Извините, конечно, за вопрос: вы из Дании приехали?
- Почему из Дании? Из Чехословакии. Но родился я здесь.
- Это видно без бинокля.
- Почему, однако?
- Нашего узнаешь хоть в Париже, хоть в бане. По выговору и личности.
-- Я здесь не был почти двадцать пять лет. Шутка сказать - четверть века.
- Ваше счастье.
-- Случайно, не слыхали, Чемадурова еще жива?
- Какая Чемадурова?
- Так мы же с вами едем в дом Чемадуровой.
- Это название такое. А что была на свете Чемадурова, я и не думал.
- Дом, по крайней мере, на месте?
- На месте. И место хорошее, и дом громадный, крепкий. В наше время разве так строят? С какой стороны подъедем?
- Лучше всего со стороны Николаевского проспекта, где был магазин Чемадуровой.

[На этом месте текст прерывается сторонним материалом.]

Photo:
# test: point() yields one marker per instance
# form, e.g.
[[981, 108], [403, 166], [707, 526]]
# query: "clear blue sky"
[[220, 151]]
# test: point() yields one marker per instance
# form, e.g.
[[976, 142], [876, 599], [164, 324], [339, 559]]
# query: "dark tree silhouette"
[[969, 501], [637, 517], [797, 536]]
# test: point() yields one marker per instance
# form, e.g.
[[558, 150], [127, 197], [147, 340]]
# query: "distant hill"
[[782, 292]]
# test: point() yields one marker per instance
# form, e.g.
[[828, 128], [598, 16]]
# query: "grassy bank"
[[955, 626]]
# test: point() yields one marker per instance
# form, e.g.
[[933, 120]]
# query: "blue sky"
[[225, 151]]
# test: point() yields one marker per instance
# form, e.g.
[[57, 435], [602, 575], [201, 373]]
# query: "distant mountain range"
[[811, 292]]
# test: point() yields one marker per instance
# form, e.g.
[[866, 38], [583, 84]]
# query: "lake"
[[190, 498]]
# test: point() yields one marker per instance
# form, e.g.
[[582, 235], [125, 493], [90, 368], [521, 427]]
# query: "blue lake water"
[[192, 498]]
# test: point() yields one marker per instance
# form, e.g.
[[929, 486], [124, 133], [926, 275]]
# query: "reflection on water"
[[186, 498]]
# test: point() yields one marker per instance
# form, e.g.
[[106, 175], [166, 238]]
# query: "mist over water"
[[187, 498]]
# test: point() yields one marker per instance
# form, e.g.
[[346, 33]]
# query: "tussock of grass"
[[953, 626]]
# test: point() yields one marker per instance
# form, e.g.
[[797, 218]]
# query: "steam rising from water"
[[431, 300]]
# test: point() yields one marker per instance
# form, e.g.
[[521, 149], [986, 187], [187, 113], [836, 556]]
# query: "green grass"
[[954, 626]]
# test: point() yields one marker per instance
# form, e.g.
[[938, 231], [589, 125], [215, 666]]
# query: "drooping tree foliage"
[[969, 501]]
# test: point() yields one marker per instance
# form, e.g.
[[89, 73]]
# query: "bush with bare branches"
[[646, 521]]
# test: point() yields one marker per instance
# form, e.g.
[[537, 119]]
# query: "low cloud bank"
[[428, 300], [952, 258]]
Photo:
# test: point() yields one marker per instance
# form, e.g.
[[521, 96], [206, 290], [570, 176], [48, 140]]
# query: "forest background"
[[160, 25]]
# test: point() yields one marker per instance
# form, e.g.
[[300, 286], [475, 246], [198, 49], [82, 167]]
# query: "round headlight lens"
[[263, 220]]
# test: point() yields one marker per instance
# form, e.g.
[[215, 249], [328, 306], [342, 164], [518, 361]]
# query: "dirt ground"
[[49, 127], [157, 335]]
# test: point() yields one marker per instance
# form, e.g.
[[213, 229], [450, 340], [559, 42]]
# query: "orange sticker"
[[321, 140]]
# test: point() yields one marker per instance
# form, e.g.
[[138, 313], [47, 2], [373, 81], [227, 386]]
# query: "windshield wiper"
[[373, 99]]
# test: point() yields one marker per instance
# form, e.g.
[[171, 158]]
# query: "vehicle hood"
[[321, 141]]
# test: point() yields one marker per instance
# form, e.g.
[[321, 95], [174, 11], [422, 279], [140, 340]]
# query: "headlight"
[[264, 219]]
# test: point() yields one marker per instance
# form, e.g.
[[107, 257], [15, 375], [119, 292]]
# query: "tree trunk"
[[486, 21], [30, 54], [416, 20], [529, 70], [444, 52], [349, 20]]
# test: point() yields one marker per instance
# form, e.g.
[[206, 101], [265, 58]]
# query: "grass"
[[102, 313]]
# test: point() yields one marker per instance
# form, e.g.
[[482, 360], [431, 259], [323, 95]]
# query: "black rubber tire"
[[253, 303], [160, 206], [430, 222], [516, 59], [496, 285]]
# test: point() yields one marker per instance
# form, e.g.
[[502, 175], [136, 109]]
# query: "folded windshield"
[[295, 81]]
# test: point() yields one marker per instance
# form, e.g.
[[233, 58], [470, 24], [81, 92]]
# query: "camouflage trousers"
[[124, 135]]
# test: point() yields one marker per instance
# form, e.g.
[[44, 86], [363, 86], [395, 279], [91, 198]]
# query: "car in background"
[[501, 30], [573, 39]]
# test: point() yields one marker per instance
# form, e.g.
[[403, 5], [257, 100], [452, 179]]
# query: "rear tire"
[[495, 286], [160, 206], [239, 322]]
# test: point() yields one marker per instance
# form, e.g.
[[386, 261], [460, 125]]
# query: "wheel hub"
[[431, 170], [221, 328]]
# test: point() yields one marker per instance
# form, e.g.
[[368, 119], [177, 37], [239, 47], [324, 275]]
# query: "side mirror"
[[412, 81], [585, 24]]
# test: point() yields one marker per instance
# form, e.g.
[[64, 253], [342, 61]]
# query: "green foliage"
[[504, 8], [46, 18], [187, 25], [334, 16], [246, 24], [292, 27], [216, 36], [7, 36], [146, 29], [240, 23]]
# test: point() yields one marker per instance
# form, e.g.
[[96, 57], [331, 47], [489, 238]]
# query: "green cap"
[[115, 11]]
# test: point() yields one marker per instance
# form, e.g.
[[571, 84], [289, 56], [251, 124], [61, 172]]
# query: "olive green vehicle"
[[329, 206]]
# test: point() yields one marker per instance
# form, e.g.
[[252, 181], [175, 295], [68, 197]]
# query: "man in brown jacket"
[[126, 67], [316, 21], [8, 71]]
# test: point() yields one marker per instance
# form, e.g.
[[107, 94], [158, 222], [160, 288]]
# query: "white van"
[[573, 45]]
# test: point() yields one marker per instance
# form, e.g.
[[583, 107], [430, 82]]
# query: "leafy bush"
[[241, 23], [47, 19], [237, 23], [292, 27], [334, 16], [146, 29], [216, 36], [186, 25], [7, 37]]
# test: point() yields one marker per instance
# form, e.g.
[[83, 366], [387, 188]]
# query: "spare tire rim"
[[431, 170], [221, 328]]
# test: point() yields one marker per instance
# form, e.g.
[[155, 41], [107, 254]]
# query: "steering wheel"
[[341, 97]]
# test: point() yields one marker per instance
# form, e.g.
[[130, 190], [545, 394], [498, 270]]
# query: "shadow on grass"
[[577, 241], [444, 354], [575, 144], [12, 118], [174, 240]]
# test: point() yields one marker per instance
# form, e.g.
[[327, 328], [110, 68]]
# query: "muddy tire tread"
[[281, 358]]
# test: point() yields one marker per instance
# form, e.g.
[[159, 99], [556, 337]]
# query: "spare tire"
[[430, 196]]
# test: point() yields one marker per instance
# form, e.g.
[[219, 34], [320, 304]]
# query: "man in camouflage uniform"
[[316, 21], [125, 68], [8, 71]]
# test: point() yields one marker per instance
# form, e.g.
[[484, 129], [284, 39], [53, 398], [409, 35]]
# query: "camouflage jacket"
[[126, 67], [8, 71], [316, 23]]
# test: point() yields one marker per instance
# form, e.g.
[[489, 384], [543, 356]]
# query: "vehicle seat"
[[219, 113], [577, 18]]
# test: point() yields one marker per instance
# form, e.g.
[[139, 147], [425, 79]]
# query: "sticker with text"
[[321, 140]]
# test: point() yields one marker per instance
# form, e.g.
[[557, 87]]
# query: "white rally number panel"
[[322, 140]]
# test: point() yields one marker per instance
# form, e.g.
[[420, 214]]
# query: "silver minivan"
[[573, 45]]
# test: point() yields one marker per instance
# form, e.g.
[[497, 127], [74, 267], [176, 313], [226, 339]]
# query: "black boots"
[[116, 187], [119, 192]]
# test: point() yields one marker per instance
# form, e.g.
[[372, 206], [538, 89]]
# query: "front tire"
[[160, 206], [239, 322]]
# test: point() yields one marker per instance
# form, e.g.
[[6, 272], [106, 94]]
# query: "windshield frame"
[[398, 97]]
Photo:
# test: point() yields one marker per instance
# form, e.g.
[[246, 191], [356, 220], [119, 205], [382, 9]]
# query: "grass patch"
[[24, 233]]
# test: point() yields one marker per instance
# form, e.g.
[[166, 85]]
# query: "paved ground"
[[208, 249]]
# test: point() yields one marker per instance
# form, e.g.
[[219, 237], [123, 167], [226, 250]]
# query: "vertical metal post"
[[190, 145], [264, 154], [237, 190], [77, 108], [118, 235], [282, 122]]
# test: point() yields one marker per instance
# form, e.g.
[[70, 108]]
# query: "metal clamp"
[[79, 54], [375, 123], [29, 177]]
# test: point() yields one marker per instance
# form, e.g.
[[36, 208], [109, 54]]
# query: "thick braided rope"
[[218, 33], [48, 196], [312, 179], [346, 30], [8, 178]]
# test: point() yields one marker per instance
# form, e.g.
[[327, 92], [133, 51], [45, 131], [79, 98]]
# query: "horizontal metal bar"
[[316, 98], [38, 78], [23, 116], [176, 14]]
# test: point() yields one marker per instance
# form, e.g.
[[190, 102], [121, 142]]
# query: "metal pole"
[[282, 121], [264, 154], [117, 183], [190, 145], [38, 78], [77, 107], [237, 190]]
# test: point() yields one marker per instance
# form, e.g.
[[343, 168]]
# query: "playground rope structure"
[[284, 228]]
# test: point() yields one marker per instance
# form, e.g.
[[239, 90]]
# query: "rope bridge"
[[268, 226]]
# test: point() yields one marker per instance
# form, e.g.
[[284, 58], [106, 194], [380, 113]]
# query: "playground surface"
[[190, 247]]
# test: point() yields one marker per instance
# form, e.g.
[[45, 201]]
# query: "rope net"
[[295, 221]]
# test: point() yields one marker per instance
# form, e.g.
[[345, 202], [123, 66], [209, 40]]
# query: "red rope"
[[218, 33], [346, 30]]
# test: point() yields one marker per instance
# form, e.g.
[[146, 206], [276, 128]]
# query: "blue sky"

Магазин церковной утвари.
- Не помню я такого магазина.
Но магазин не исчез, приезжий сразу его узнал, хотя над стеклянной дверью не висела вывеска с золотыми выпуклыми буквами на черном фоне и в окнах не светились милые обрядовые предметы, а из одного окна почему-то теперь торчала дымоходная труба. Здесь прошли его детские годы, здесь, когда он приходил из пятой гимназии, мать, всегда сердито, выдавала ему серебряную или бумажную мелочь, доставая ее своей пухлой рукой из кассы-конторки, и многое, многое вспомнилось ему, и, как поется в романсе, набежала искра на сухие глаза. Приезжий, потрясенный зрелищем родительского дома, отпустил, не торгуясь, извозчика, сам поднес к двери два тяжелых кофра, перстнем на пальце постучал в стекло возле дверной ручки. Он услышал слабый голос:
- Кто там?
- Гость, - с напускным весельем, волнуясь, ответил тучный приезжий.
- Женичка! Ты приехал! Дверь не заперта, толкни посильнее.
В последний раз она слышала его голос почти двадцать пять лет назад, но безошибочно узнала его, то был голос ее сына, старшего сына. И он узнал ее голос, хотя когда-то он звучал иначе - властно и резко.
Она лежала под двумя одеялами, верхнее было рваное. Видимо, в помещении было не очень тепло. Ее седая непричесанная голова опиралась на три подушки. Наволочки были не первой свежести. Из-под кровати выглядывал урыльник, наполненный мочой. Евгений Чемадуров, поставив на пол кофры и сбросив на них плед, наклонился над матерью, поцеловал ее дряблую, мокрую от слез щеку. Постель дурно пахла. Она перекрестила его, краем простыни вытерла глаза, они у нее, как и раньше, были маленькие, острые, умные.